Index on Censorship Blog
So, not to pretend to be one of those girls who likes football, I hate it. Stupid, boring, annoying football where the scoreline can be exactly the same at the end as it was at the start and people can then describe that as 'a good game'. And stupid world-cup football is my least favourite kind, walking its weird patriotism/xenophobia tightrope. I know it's my hang-up, but when I was a child, England flags were scary. Even Union Jacks were scary - they mean fascism, skinheads, and aggression. And although I am glad that the flags have been rehabilitated and now sit perkily on windows and dog-collars (actual dog collars. Not the ones vicars wear), they still give me the slight heebs.
But mainly, I resent the disruption to my routine. I like a routine above all things. And in the list of things I dislike above all things, change (of almost any kind) is right up there. So when the BBC abandon the 1 o'clock news to show a football match, I feel a bit like Mark Thompson has come round to my house, punched me in the face, moved my things around and then fucked off. And I don't like it. Sure, I can watch it on News 24 (which I persist in calling News 24, even though the BBC treacherously changed its name some time ago), but it isn't the same. Louisa Preston doesn't come on and do the local news. Peter Cockroft doesn't appear with my local weather. I hate that.
And I thought my irritation with the BBC's crush on the World Cup had reached its pinnacle last week, with the vuvuzela story. They ran a piece for five minutes on the 6 o'clock news about the racket these horns make. A racket which apparently makes it impossible for our brave fans to sing their chants. This news story could be distilled into precisely one sentence: People making annoying noise prevent other people from making different annoying noise.
The catchphrase of this world cup, at least in my house is, 'That's not news!'. It's yelled with some fury at the television, so I guess I do have something in common with football fans after all.
But now the BBC has genuinely raised its annoying-ness game, running a piece on North Korea's role in the World Cup. They excitedly report today that yesterday's match against Brazil was broadcast live in North Korea, unlike their first match which was shown after a 12-hour delay. To be honest, if I were Kim Jong-il (a fantasy I like to indulge in briefly each day), I would just tell them we'd won. What's the point in controlling all the state's media if you don't pretend to have won everything from the World Cup to Eurovision? He's missed a trick there.

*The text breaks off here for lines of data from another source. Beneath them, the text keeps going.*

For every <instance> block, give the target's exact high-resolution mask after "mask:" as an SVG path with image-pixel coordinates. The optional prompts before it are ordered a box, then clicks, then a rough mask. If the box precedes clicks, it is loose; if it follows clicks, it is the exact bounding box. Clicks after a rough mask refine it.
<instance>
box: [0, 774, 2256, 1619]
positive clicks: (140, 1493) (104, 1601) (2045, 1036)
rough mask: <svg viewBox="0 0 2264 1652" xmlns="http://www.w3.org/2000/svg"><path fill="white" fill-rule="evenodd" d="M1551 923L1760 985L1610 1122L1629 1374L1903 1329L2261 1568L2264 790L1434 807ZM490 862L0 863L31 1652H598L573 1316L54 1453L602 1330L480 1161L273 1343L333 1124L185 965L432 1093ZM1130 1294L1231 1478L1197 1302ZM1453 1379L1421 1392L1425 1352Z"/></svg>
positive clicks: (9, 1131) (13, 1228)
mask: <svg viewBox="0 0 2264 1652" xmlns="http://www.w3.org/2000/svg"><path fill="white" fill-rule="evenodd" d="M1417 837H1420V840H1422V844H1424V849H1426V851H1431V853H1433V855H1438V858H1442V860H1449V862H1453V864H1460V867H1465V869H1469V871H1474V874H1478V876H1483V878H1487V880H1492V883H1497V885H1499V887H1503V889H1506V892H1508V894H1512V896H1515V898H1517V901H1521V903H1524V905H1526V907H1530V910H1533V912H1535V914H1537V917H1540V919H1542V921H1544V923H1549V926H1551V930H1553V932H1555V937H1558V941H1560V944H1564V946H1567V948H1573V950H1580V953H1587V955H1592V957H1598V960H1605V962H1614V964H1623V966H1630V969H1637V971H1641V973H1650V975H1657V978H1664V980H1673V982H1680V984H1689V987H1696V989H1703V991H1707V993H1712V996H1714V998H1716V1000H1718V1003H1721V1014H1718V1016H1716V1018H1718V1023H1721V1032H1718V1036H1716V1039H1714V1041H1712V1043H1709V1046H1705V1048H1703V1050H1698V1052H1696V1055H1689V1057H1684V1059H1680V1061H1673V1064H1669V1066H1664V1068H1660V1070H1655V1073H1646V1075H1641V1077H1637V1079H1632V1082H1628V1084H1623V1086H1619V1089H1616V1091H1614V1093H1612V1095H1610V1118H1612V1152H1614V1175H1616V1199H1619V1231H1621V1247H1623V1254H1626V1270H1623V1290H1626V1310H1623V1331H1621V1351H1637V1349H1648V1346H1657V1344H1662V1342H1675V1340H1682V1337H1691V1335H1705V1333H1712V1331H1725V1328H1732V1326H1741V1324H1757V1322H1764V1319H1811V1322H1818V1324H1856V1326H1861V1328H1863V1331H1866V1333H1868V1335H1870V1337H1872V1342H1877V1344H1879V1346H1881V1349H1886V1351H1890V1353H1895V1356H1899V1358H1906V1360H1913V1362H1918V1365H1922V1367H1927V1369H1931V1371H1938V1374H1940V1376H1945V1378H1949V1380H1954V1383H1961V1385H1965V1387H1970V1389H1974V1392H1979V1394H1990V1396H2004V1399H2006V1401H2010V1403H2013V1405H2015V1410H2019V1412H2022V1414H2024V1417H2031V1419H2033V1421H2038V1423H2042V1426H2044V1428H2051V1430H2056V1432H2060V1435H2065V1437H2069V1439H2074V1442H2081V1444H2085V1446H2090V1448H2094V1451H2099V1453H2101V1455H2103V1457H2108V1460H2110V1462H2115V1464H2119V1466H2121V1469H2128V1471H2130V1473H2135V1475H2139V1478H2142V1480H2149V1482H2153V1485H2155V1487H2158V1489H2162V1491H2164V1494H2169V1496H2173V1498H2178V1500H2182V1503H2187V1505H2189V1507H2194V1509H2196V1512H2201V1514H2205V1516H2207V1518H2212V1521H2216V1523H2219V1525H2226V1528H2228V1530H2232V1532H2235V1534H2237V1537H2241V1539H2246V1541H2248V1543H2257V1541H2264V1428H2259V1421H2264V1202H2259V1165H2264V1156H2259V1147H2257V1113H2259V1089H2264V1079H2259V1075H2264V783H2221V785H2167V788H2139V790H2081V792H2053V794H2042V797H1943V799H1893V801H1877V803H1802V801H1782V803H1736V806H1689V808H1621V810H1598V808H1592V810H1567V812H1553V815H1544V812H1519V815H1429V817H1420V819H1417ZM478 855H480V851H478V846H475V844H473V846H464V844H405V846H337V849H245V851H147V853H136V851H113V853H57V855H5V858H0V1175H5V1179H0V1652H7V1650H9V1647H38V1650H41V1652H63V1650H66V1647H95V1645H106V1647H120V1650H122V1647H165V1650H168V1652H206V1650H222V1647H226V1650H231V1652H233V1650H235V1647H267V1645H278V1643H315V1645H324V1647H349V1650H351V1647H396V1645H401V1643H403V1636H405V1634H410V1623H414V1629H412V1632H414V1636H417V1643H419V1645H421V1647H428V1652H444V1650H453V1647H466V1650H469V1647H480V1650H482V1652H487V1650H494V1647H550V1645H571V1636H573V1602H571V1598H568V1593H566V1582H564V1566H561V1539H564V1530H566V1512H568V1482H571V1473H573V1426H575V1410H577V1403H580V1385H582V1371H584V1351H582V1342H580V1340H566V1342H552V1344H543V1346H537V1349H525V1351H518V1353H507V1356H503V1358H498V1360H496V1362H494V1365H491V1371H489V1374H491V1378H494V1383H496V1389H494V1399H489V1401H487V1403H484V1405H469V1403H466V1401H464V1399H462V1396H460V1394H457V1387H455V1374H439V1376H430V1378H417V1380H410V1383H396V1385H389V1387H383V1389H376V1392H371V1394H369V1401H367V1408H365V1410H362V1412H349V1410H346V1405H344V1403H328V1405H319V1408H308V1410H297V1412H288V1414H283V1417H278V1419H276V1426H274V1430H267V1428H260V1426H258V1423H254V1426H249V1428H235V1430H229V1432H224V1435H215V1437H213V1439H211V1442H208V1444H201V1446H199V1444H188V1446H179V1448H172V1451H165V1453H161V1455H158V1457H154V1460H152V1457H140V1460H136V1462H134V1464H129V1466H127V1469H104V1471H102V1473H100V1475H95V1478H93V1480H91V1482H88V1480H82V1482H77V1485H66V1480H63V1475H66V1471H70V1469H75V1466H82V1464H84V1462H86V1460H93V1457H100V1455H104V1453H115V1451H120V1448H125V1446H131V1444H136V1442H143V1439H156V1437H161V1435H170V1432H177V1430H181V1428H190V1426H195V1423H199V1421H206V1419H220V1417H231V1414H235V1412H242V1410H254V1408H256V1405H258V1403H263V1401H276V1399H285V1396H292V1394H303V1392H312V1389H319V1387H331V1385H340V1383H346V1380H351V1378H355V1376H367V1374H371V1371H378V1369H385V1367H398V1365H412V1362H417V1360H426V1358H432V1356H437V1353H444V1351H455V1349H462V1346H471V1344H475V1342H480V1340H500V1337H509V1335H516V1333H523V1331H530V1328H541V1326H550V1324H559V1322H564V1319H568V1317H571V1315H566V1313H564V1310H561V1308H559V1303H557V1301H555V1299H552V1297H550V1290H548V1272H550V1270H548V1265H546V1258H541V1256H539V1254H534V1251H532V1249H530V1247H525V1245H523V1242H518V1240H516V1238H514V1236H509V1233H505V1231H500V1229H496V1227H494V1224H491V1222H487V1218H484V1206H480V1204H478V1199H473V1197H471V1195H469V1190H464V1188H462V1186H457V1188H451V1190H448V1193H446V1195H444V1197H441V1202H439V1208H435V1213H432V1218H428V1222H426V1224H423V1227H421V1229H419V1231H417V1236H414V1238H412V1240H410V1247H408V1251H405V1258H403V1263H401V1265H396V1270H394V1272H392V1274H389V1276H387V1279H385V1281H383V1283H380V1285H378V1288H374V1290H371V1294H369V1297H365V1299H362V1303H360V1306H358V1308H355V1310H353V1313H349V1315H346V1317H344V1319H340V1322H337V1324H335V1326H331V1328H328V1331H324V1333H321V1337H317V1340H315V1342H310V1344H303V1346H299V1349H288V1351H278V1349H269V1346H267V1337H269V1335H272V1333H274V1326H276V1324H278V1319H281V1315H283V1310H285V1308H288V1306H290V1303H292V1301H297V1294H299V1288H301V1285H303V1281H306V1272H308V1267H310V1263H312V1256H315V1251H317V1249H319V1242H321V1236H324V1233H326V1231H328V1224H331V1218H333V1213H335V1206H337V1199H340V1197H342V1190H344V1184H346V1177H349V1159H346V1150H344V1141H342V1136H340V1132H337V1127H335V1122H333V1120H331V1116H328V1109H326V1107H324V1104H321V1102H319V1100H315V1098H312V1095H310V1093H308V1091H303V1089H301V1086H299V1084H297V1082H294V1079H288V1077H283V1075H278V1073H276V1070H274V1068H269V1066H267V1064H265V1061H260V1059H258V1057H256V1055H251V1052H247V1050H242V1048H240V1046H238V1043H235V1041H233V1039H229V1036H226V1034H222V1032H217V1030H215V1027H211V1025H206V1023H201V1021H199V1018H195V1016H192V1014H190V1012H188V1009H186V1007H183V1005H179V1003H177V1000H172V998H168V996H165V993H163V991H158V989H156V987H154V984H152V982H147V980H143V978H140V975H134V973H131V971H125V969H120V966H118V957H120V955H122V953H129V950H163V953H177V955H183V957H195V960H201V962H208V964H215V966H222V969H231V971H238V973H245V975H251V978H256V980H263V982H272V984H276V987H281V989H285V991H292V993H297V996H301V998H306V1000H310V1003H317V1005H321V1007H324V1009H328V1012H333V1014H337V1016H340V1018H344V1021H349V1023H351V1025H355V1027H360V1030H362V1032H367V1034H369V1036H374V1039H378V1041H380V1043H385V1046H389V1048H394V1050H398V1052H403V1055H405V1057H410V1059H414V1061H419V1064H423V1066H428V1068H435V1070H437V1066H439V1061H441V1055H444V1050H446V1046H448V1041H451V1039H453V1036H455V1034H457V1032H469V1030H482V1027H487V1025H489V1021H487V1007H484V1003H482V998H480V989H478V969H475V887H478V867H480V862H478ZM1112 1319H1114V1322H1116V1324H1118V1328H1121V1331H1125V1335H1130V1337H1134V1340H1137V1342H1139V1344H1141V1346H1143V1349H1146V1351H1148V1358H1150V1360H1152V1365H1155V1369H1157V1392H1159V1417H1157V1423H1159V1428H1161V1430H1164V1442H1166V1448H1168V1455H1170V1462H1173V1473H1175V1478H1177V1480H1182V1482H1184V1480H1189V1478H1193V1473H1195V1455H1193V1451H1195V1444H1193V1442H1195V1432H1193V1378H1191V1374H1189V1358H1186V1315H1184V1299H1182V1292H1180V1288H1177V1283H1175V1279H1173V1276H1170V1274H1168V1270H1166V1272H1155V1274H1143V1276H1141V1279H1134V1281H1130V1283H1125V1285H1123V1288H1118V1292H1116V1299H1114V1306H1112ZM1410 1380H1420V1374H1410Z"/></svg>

But that isn't why the BBC were being annoying. The BBC were being annoying because they reported that the fact that the match was being broadcast live was a big risk to the North Korean authorities, because people might wave placards and protest against them. The report goes on to remind us of how grouchy people were about the path the Olympic torch took in 2008, and how much protesting went on. It then mentions that no placards or protests happened at the North Korea match.
'It is interesting,' proclaims their website, 'to ponder why this might be'. The author then spends precisely no time pondering why this might be. Were protests organised but stopped? Have the South African authorities prevented something? Has FIFA? I mean, look how cross they got with the orange Dutch beer ladies. Do people who care about human rights not care about football? Or did they try and fail? Could they just not get the tickets, or are placards removed at the entrance to the stadium?
I don't know, and if you read the BBC's website, nor will you. But don't worry, they've wrapped up the story neatly: 'Perhaps those who claim that sporting events of this kind can break down barriers and cultural divides have a point.' And it's at this point that I am now having to shout at the internet as well as at the telly. That's right, BBC. A sure sign of the breaking down of barriers and cultural divides is a lack of protests about North Korea. There were no protests because no one wants to protest about them. Hey, I guess instead of worrying about those imprisoned or killed in this secret state, we've just learned to get along. Ebony, ivory, and so on. I think this may be the stupidest sentence I've read all year, and am officially cross. I'm off to watch the tennis instead.